—Y hoy invitaste a una mujer para humillarla por diversión.
—¡Todo lo hice por nuestra familia!
—No, mamá. Lo hiciste para sostener la imagen que inventaste.
La frase dolió más que los documentos.
Don Aurelio anunció que su grupo suspendería cualquier negociación con las empresas implicadas hasta que cada peso fuera aclarado.
Otros empresarios hicieron lo mismo.
En pocos minutos, el poder social de Isabela comenzó a derrumbarse entre mensajes de WhatsApp, llamadas apresuradas y personas que evitaban aparecer cerca de ella.

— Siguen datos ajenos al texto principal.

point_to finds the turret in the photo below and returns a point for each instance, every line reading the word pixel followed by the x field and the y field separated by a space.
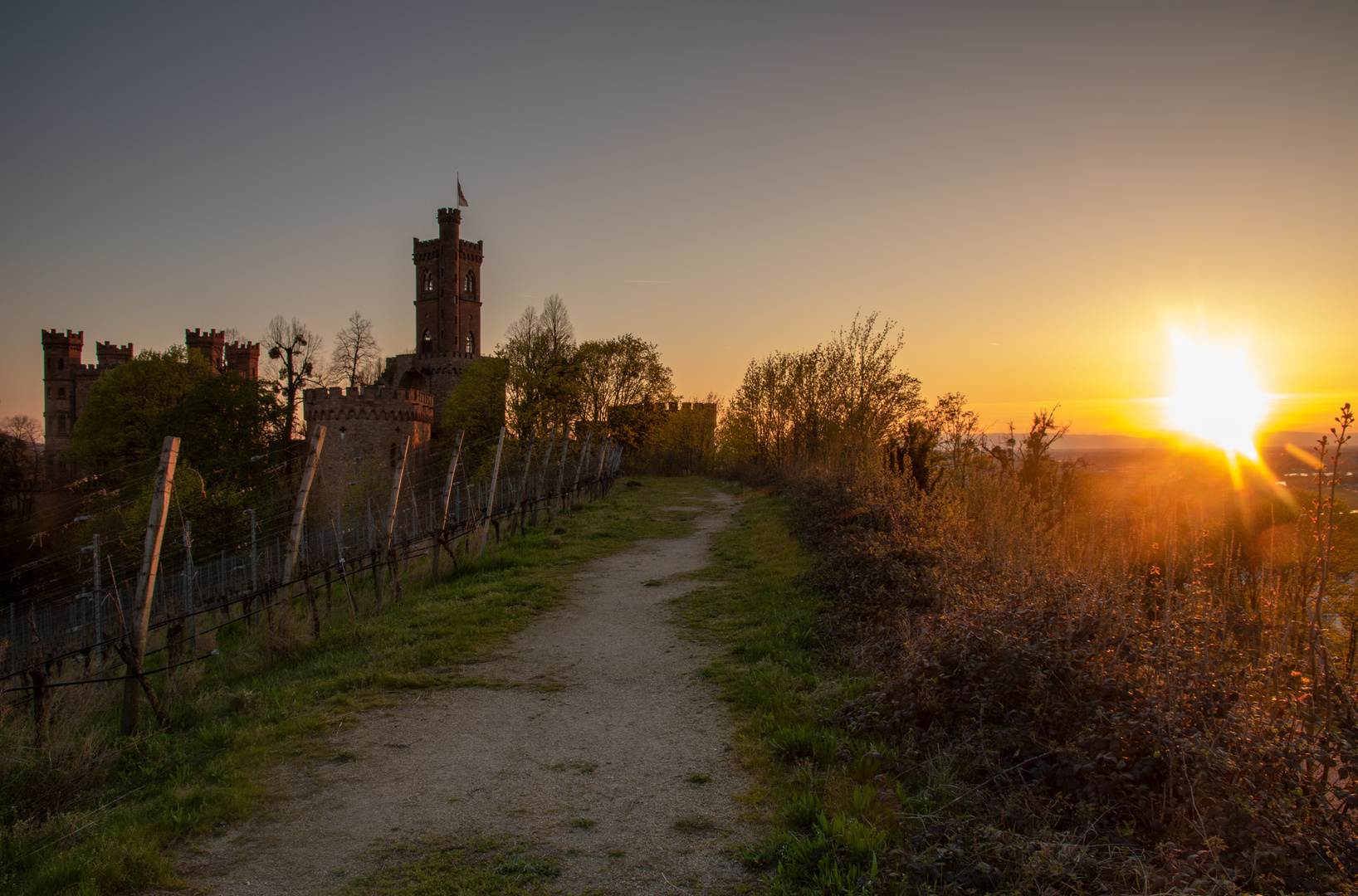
pixel 211 345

Isabela miró a sus invitados con desesperación.
—¿Ahora todos van a juzgarme? La mitad de ustedes ha hecho cosas peores.
Nadie respondió.
Tal vez porque no era mentira.
Tal vez porque nadie quería hundirse junto a ella.
Entonces Isabela se volvió hacia Valentina.
—¿Qué quieres? ¿Que me arrodille? ¿Una disculpa frente a todos?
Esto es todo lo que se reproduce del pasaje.